AIB : Selon vous, qu’est-ce qui peut expliquer que certains Burkinabè se dressent contre leur propre pays en soutenant les terroristes, alors que l’unité nationale devrait primer en cette période critique ?
IM : Le vide. Le vide créé par l’abandon, par l’humiliation, par le mépris. Quand un jeune ne se sent ni écouté ni utile, il devient vulnérable à la haine. Ce n’est pas une excuse, mais c’est une explication. Certains ont été vendus par leurs propres frères bien avant d’être enrôlés par l’ennemi. Il faudra du temps pour réparer cela. Mais il faut commencer par dire la vérité.
AIB : En dehors de la contribution au Fonds de soutien patriotique, quelles actions concrètes les citoyens burkinabè devraient-ils entreprendre pour soutenir l’État et contribuer à la résilience nationale ?
IM : Ne pas voler. Ne pas mentir. Ne pas trahir. Protéger ce qui nous appartient. Tenir sa parole. Respecter ceux qui se battent. Transmettre l’histoire. Refuser la compromission. Ça paraît simple, mais c’est immense. Chaque Burkinabè peut être une digue ou une faille. Le choix est personnel, mais les conséquences sont collectives.
AIB : Quelle lecture faites-vous de la situation actuelle du pays, notamment après la dernière déclaration du Président du Faso appelant les Burkinabè à accompagner l’État à travers des valeurs sociales de référence telles que l’intégrité, le respect du bien public, la solidarité, etc. ?
IM : Il a tout dit. Ce pays a été détruit plus par la trahison que par les balles. On ne peut pas reconstruire avec des cœurs corrompus. Ce que le Président a demandé, c’est un retour à l’essentiel. Pas à la morale, mais à l’éthique. On n’a pas besoin d’universités pour comprendre que voler son pays, c’est se tuer soi-même. On n’a plus le luxe de faire semblant.
AIB : Quelle est votre appréciation des efforts de développement entrepris par le gouvernement, en dépit des défis sécuritaires et économiques ?
Il y a une volonté de faire, et surtout de faire autrement. Le Burkina ne quémande plus, il crée. Il ne copie plus, il invente. Ce n’est pas parfait, rien ne l’est. Mais dans la nuit, même une lampe artisanale est un miracle. Ce que le gouvernement construit en silence, pendant que d’autres pays s’enlisent dans les dettes et les illusions, force le respect.

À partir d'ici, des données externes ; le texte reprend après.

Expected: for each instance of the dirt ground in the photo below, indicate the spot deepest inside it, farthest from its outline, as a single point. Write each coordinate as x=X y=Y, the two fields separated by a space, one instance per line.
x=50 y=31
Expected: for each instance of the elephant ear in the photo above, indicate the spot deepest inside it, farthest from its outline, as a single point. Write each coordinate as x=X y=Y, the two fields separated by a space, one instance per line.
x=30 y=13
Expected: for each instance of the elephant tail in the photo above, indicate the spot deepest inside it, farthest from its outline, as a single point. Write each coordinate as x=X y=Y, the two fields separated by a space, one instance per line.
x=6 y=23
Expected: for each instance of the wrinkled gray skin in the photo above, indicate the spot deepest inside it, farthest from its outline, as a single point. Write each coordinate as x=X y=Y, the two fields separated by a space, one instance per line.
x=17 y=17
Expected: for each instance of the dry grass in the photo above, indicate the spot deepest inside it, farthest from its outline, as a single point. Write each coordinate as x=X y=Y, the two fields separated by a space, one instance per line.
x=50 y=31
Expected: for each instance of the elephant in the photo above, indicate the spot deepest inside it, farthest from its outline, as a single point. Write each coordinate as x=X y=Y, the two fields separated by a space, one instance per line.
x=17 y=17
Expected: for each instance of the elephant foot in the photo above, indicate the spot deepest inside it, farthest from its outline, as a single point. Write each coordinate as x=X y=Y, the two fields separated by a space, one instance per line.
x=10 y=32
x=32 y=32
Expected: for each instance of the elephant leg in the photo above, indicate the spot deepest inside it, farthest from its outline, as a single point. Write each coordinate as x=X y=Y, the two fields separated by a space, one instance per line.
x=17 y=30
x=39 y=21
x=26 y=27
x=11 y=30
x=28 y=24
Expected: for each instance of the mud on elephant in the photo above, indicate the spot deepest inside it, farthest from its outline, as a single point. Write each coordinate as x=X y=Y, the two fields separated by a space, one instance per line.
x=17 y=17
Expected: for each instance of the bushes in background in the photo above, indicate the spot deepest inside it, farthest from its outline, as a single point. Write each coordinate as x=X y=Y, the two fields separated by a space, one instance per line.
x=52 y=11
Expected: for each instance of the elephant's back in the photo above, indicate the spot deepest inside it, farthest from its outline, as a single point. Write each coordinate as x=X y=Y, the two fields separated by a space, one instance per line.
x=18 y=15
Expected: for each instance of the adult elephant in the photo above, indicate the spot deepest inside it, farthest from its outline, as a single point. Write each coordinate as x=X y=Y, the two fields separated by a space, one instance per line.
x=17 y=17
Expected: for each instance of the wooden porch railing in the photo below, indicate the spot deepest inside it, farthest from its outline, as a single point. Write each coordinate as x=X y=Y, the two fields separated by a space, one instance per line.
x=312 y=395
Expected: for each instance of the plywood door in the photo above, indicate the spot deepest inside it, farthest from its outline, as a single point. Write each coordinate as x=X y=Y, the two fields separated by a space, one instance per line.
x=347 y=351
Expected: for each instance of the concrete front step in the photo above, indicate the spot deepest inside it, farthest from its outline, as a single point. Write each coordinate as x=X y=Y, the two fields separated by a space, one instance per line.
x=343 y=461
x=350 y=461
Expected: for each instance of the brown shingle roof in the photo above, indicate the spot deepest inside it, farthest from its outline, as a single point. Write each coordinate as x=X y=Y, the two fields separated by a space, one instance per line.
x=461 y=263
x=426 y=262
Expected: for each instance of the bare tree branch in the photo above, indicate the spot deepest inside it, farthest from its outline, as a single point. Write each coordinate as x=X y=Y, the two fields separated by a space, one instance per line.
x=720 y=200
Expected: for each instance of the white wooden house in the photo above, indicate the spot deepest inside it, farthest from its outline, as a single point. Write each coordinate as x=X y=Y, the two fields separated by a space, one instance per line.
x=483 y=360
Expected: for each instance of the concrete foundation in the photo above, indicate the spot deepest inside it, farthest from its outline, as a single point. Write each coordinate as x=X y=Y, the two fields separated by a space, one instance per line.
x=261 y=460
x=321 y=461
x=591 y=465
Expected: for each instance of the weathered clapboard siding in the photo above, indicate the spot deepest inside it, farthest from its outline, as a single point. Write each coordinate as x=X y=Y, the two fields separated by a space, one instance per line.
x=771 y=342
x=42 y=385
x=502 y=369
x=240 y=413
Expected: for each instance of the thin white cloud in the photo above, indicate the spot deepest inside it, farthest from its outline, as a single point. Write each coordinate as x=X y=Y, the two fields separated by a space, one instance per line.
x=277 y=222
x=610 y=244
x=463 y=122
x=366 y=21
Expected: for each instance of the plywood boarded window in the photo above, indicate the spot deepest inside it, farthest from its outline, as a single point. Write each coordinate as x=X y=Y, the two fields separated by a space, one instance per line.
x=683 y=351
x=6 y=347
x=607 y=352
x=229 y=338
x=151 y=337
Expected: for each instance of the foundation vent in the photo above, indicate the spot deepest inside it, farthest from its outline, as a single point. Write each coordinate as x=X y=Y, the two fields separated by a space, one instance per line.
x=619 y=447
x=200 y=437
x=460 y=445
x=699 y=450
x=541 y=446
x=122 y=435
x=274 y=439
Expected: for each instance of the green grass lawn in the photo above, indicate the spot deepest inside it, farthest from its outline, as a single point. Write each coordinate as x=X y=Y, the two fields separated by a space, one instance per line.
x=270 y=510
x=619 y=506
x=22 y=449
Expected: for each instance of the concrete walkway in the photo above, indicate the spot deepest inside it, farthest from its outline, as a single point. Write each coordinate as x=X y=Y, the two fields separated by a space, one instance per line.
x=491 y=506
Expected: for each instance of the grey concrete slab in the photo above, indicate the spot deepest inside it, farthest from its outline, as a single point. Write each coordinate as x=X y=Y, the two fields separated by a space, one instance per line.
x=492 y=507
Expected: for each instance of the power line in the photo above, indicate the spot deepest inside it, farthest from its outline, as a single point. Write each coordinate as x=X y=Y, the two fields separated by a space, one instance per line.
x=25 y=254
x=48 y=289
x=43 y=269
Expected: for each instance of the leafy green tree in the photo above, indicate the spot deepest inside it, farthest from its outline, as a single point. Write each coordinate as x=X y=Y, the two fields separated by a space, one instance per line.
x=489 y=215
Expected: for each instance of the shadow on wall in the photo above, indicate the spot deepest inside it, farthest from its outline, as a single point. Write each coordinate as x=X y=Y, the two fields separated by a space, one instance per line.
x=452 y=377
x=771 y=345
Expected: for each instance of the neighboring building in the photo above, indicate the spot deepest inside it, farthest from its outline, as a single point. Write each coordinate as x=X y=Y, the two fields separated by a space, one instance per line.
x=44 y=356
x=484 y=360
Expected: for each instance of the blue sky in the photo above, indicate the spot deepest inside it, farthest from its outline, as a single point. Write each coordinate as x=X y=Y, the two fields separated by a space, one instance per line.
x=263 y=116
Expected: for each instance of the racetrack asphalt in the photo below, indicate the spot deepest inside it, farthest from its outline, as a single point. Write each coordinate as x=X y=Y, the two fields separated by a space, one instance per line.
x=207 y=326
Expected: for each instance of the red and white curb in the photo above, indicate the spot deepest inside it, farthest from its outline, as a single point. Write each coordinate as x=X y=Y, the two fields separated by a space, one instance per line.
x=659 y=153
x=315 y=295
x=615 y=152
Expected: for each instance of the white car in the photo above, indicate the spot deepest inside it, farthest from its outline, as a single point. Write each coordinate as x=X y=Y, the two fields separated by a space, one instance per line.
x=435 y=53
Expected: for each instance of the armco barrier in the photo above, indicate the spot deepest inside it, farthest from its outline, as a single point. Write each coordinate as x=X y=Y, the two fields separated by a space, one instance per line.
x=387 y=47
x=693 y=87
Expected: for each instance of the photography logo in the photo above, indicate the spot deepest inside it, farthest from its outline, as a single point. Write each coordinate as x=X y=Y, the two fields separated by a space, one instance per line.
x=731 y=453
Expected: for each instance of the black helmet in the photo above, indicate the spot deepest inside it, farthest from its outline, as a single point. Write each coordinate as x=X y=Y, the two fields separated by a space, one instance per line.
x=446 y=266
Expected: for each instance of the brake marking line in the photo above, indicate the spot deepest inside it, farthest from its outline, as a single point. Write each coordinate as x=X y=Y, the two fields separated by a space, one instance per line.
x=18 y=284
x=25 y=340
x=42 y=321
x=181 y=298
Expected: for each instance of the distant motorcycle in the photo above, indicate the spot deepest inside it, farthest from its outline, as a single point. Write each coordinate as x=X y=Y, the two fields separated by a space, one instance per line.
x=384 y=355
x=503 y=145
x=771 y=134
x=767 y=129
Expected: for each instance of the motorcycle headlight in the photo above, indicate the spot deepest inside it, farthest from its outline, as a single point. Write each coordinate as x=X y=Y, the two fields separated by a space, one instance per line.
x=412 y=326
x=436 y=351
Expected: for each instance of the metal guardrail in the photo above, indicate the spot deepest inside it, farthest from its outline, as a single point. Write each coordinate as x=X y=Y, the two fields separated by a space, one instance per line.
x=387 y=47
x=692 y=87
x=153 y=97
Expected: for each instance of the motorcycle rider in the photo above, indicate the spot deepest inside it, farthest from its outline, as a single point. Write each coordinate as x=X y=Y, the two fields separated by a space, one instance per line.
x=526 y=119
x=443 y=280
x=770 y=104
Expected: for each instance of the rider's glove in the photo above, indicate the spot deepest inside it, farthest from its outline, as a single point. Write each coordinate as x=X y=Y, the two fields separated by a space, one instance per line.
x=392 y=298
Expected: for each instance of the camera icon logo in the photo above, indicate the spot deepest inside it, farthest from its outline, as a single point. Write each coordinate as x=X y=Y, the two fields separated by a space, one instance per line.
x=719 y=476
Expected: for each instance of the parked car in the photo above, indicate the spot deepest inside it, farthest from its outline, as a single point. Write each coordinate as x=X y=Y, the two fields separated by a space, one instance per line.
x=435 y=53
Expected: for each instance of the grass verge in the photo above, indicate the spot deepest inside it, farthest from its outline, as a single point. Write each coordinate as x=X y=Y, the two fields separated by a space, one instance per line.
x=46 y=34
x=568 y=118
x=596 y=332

AIB : Malgré les obstacles, l’Alliance des États du Sahel (AES) poursuit sa structuration. Selon vous, quel devrait être le socle ou le ciment de cette confédération ?
IM : La confiance entre les peuples. Pas entre les ministres, mais entre les enfants des marchés, des casernes, des écoles. Si on bâtit cette alliance sur la vérité, sur les douleurs partagées, sur les rêves assumés, elle tiendra. Il ne faut pas en faire un syndicat d’États, mais une alliance de peuples. Et ça commence par l’écoute, par le respect mutuel, par la parole donnée.
AIB : Quelle est votre position concernant la rupture diplomatique avec la France, la sortie de la CEDEAO, et le rapprochement stratégique avec de nouveaux partenaires comme la Russie, la Chine, et d’autres puissances émergentes ?
IM : Ce n’est pas une rupture, c’est un retour à soi. On a trop longtemps marché avec des chaînes en croyant que c’était des colliers. La France s’est décrédibilisée toute seule. La CEDEAO s’est vendue. Il fallait couper. Et chercher ailleurs ce qu’on ne trouvait plus ici. Pas par fascination pour Moscou ou Pékin, mais parce qu’il fallait respirer. Et choisir ses partenaires avec lucidité.
AIB : L’orientation politique actuelle du Burkina Faso, notamment à travers la Révolution populaire et progressiste, vous semble-t-elle être une réponse adéquate aux défis du terrorisme et de l’impérialisme ?
IM : C’est une réponse de dignité. Et dans un monde où tout s’achète, la dignité est la première arme. Cette révolution n’est pas un slogan, c’est une tentative de ressusciter un peuple. On ne lutte pas contre l’ombre avec des lampes d’emprunt. Il faut allumer son propre feu. Ce que fait le Burkina aujourd’hui, c’est allumer ce feu. Et tant que ce feu brûlera, l’Afrique aura une chance.